The campaign, which was roundly condemned by the international community, is estimated to have turned 100,000 inhabitants of the region into refugees and rendered more than half of the once lush 20,000 sq. km (7,700 sq. mi) Arabian bayou into an arid dustbowl. In turn, the diverted rivers flooded vast areas of agricultural land further straining Iraq’s already beleaguered post-Gulf War food supply.
Tsunami Attack
The United States considered using the ocean itself as a weapon in its war against Japan. The plan, dubbed Project Seal, involved using enormous ocean-floor explosions to create massive and destructive tsunamis large enough to destroy Japanese coastal cities and port facilities. With the cooperation of the government of New Zealand, American researchers detonated more than 3,000 charges in the waters off Auckland and the nearby island of New Caledonia in order to test the idea. Experts believed that 10 massive charges totalling two million pounds of high explosives each strung out across the seabed five miles off the southern shore of Japan could produce a 33-foot swell. By comparison, the tsunami that killed a quarter million people around the rim of the Indian Ocean in 2004 was as high as 100 feet in places, while the wave that devastated Japan following the 2011 earthquake was estimated to be more than 130-feet tall. The plan was abandoned in early 1945, as the American atomic bomb project neared its completion.
The Dam Busters
Perhaps one of the RAF’s most famous operations of the Second World War involved the breeching of dams: Operation Chastise. On the night of May 16, 1943, 19 Avro Lancasters of 617 Squadron flying at treetop level struck a pair of hydro-electric dams on the Ruhr River using top-secret “Upkeep” bouncing bombs.

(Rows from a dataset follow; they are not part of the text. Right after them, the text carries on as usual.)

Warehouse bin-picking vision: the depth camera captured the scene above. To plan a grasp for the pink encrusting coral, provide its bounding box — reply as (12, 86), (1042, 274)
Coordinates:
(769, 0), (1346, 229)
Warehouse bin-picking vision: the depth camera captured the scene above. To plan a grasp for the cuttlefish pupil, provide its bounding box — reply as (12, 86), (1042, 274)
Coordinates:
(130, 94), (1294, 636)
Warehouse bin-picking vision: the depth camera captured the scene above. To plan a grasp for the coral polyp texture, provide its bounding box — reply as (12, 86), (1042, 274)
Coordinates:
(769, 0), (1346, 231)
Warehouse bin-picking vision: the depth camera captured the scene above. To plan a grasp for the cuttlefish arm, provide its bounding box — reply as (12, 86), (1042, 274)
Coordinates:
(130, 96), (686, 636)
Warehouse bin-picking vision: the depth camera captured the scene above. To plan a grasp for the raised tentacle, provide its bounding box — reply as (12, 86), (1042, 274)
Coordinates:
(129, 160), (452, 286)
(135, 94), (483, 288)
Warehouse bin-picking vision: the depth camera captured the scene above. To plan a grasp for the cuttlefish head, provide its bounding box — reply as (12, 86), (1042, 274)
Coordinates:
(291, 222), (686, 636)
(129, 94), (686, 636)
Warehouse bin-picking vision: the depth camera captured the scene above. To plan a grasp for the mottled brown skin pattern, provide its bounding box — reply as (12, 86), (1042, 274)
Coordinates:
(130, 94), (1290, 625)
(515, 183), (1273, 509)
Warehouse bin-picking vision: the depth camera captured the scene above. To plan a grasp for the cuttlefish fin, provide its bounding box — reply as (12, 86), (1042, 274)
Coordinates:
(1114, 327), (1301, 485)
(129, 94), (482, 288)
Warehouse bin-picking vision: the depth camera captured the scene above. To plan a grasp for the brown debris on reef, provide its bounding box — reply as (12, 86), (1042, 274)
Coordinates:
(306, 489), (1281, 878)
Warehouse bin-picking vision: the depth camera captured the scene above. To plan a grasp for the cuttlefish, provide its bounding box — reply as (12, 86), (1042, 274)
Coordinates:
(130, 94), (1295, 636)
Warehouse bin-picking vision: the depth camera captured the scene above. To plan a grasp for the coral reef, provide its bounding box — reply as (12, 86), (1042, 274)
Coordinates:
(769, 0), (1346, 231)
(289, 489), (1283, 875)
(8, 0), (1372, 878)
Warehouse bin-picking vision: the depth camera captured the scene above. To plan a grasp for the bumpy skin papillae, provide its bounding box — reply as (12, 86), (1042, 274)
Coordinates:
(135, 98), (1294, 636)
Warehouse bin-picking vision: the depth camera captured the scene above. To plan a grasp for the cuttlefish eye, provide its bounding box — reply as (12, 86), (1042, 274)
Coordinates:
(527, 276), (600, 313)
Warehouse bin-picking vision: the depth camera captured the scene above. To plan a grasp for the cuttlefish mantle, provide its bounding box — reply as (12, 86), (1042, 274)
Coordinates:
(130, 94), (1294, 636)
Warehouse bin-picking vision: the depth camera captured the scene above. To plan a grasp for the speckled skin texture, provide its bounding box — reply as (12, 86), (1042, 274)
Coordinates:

The 9,200-pound weapons were designed to skip along the surface of the water before striking home. Both the Möhne and Edersee dams were destroyed in the daring mission. The now-famous raids knocked out power to the river valley, briefly disrupted German wartime production and caused widespread flooding. Tragically, the surging waters swept away more than 1,500 people — a number that included an estimated 1,000 POWs and forced labourers held in the area by the Nazis. After the raid, 617 Squadron became known as the “Dam Busters.”
Postscript – The Netherlands Underwater
Just like in the 16th Century, the Dutch people bore witness to even more strategic flooding, this time in World War Two. VU researcher Adriaan de Kraker explains.
“Strategic flooding during the Second World War undertaken by the Germans remained purely defensive, while the Allied flooding of the former island of Walcheren in the southwest of the country sped up the Allied offensive,” he says.
According to the research, as many as a third of the floods to hit the southern Netherlands since 1500 were caused by armies in wartime.